(1-16-17) Twenty four days after President Barack Obama signed into law what was billed as the most major mental health reform bill in decades, a gunman pulled a semi-automatic pistol from his checked luggage in the Fort Lauderdale-Hollywood International Airport and began shooting, murdering five and injuring six others.
It is fair to ask if any of the reforms in the mental health bills that were merged into the 21st Century Cures Act would have stopped Esteban Santiago-Ruiz from committing murder.
Sadly, I believe the answer is no.
Yes, the Helping Families in Mental Health Crisis Act, the Mental Health and Safe Communities Act, and the Mental Health Reform Act, included promising initiatives.

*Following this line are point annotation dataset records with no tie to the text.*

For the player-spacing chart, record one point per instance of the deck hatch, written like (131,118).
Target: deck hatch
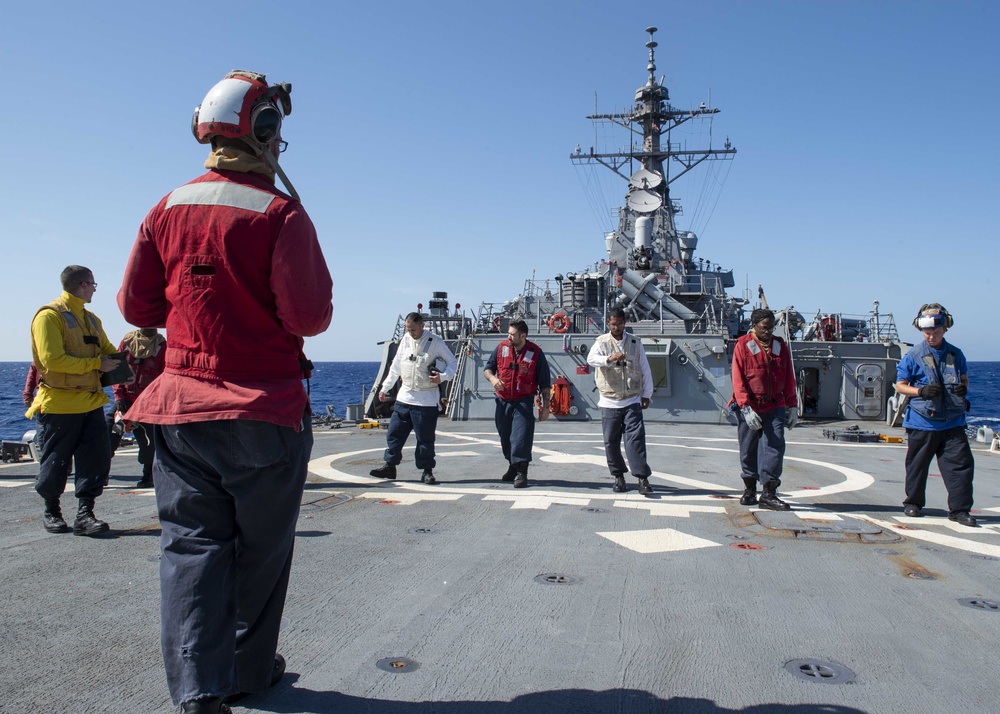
(814,670)
(980,604)
(397,665)
(555,579)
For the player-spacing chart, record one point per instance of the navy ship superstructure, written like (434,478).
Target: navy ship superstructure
(676,302)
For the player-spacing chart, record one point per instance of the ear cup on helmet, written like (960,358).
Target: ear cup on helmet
(194,126)
(265,123)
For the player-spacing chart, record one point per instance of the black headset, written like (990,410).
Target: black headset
(932,309)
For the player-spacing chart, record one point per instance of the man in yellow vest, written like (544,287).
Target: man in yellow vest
(69,350)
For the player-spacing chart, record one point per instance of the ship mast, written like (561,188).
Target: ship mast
(647,249)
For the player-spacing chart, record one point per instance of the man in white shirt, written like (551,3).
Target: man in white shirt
(621,371)
(418,363)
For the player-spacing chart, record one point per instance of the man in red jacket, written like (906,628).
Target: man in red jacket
(232,267)
(764,391)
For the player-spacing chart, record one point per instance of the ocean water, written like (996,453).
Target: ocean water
(337,384)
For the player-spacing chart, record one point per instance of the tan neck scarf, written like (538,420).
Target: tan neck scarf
(229,159)
(142,347)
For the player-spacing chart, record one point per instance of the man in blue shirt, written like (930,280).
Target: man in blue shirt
(934,375)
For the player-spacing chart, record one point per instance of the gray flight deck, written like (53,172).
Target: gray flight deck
(470,596)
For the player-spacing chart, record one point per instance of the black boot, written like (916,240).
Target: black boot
(205,705)
(52,518)
(749,496)
(86,523)
(384,471)
(510,474)
(769,497)
(147,477)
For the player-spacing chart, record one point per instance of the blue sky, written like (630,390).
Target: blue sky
(430,142)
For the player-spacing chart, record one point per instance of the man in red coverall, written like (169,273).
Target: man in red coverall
(764,392)
(144,351)
(232,267)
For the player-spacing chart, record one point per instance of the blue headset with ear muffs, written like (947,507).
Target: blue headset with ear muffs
(932,315)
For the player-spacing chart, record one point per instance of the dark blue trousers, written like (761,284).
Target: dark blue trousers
(626,422)
(954,455)
(228,495)
(66,437)
(762,452)
(515,422)
(422,421)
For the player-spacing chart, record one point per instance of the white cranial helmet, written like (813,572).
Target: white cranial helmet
(243,106)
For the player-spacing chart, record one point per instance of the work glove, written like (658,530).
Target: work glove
(930,390)
(752,418)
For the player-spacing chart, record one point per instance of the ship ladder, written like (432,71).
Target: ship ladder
(456,382)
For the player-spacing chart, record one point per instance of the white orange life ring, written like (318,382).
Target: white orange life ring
(559,323)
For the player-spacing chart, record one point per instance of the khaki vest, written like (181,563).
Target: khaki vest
(73,343)
(617,382)
(415,362)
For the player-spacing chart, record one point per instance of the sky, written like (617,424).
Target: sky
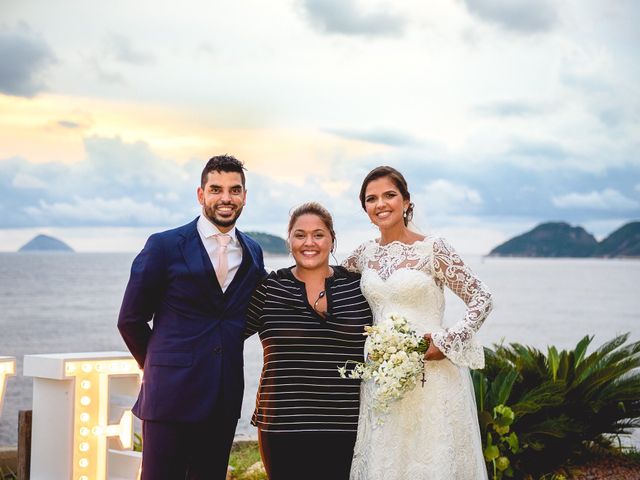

The bills call for better law enforcement training, more support for early identification and intervention programs, greater use of Assertive Community Treatment, more peer provided services, additional funds for community mental health programs and for continued funding for Assisted Outpatient Treatment.
Having police officers who have been Crisis Intervention Team trained can intercede and stop violence, having peers available to help persons with mental illnesses who encounter the police can help stop violence, access to better services can stop violence, and outpatient treatment can stop violence.
But none of these programs can make a difference if the person who is sick either doesn’t believe he/she is ill or rejects help. Whether by persuasion or coercion, there is no legal way in America today to stop a mentally distributed individual from buying or owning a gun unless they are or have been ruled a danger to themselves or others, or previously hospitalized.